My ears were still buzzing, and at first I could not make out what
Breezy was saying in an excited and breathless voice: "... trod on a bit
of glass and was limping... And she told me to fetch the police fast! But
what if the thugs got hold of you in the meantime, I thought. So I dashed
over to get the carpet!"
"So you've learnt how to fly it!" exclaimed Vitalka joyfully.
Breezy smiled and said, "I didn't even think about it. I just had to
rescue you. I climbed over the roof to your watchtower, dragged it out,
unrolled it and shouted, 'Off we go!' And then I just flew off as if I
wasn't even on it... But when I looked down I saw the carpet under me."
"Did anyone spot you?" Vitalka asked.
Breezy shook his head.
"I didn't fly straight.

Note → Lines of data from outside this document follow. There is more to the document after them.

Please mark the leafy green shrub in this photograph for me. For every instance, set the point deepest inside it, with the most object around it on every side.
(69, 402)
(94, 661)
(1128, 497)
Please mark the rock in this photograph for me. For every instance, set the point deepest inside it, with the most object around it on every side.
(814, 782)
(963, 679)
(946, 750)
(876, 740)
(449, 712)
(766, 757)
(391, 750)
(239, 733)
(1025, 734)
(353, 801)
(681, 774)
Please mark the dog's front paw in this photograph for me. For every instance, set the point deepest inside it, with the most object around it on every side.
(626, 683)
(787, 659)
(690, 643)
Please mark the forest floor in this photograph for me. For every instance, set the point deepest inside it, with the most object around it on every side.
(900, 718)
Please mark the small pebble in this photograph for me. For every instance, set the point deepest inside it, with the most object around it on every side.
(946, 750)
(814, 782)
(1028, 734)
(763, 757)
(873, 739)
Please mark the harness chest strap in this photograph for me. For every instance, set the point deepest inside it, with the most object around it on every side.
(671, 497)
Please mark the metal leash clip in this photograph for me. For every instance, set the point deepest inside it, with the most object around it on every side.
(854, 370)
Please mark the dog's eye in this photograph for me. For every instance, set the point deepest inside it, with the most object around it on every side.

I first headed for the river and then kept
behind the steep bank. I know what I'm doing, you know."
"What do you know?" asked Vitalka. "You don't know anything! You have
no idea what a fantastic fellow you are!"
He slapped Breezy on the back and laughing loudly, pushed him onto
the carpet. And then I burst out laughing, too, and collapsed in a heap
on top of them. And we rolled about, shrieking with joy until we tumbled
off the carpet into the weeds. Then we calmed down and fell silent
because we suddenly remembered about Vetka cutting her foot.

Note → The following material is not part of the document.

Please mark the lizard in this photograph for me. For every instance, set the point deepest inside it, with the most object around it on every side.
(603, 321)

"Has she cut it badly?" Vitalka asked.
"Not very," Breezy replied. "She just can't run very fast... What's
that? Up there. Can you hear?"
It was the horns and sirens of police cars blaring louder and louder
as they raced towards the tower.
Chapter Seventeen
We never did find out what exactly happened to Edik and Fedya. All
sorts of fantastic rumours were spread around the town, and someone even
said that a band of thieves had set up their den in the belfry and stored
huge quantities of gold and weapons there. According to many versions,
there had been a shoot-out between the crooks and the policemen. Some old
women whispered that the large bell struck all by itself to make people
remember their sins and catch the thieves in the belfry while they were
at it.
Vitalka, Vetka, Breezy and I listened to these stories and laughed up
our sleeves. True, we sometimes felt rather scared about someone finding
out about the carpet, but nobody ever did.

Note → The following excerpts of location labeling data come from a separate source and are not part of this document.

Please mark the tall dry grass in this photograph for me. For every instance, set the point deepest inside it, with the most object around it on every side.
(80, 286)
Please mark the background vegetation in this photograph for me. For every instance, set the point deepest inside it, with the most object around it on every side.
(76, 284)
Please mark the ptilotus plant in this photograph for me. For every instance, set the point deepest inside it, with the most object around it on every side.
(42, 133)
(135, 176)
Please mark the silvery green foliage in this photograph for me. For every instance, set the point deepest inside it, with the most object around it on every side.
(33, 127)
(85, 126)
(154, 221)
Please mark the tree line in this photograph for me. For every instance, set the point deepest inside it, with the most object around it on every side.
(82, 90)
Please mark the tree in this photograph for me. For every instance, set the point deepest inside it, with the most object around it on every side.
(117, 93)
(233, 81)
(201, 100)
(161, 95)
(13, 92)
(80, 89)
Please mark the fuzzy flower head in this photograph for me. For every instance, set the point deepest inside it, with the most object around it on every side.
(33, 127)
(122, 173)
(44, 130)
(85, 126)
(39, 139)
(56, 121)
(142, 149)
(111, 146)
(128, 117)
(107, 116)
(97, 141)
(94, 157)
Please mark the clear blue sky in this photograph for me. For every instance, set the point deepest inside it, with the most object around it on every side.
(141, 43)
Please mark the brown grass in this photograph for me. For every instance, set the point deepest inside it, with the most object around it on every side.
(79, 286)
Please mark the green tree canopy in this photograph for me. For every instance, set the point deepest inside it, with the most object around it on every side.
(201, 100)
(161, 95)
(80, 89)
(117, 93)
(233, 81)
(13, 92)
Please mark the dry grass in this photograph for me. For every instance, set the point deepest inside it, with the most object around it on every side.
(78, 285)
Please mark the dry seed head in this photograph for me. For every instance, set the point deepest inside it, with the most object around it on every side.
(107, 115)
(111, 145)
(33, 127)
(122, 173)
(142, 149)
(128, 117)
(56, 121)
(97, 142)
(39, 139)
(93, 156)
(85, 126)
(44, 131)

It was a good thing that Auntie Valya and Mum disliked rumours and
gossip, or else they would have quickly quessed that we simply had to be
involved in the belfry incident.
And we even felt rather sorry for Edik and Fedya when we imagined
them telling the police about the two boys who had climbed right up to
the bells and then suddenly vanished into thin air. And, of course,
nobody believed them! It's terrible when you're telling the truth and
nobody believes you.
A few days later the rumours began to die down, and the town
gradually forgot about the mysterious episode, but the clock went on
working...
After our adventure on the belfry we did not fly for a long time
because of the rains. First came warm showers, which caused steam to rise
from the cobblestones and made splashes like glass crowns as they danced
on the puddles. Then the rain began pouring steadily down, the puddles
grew darker, and little bubbles began floating to the surface like tiny
electric light bulbs. This meant we were in for a long spell of rain.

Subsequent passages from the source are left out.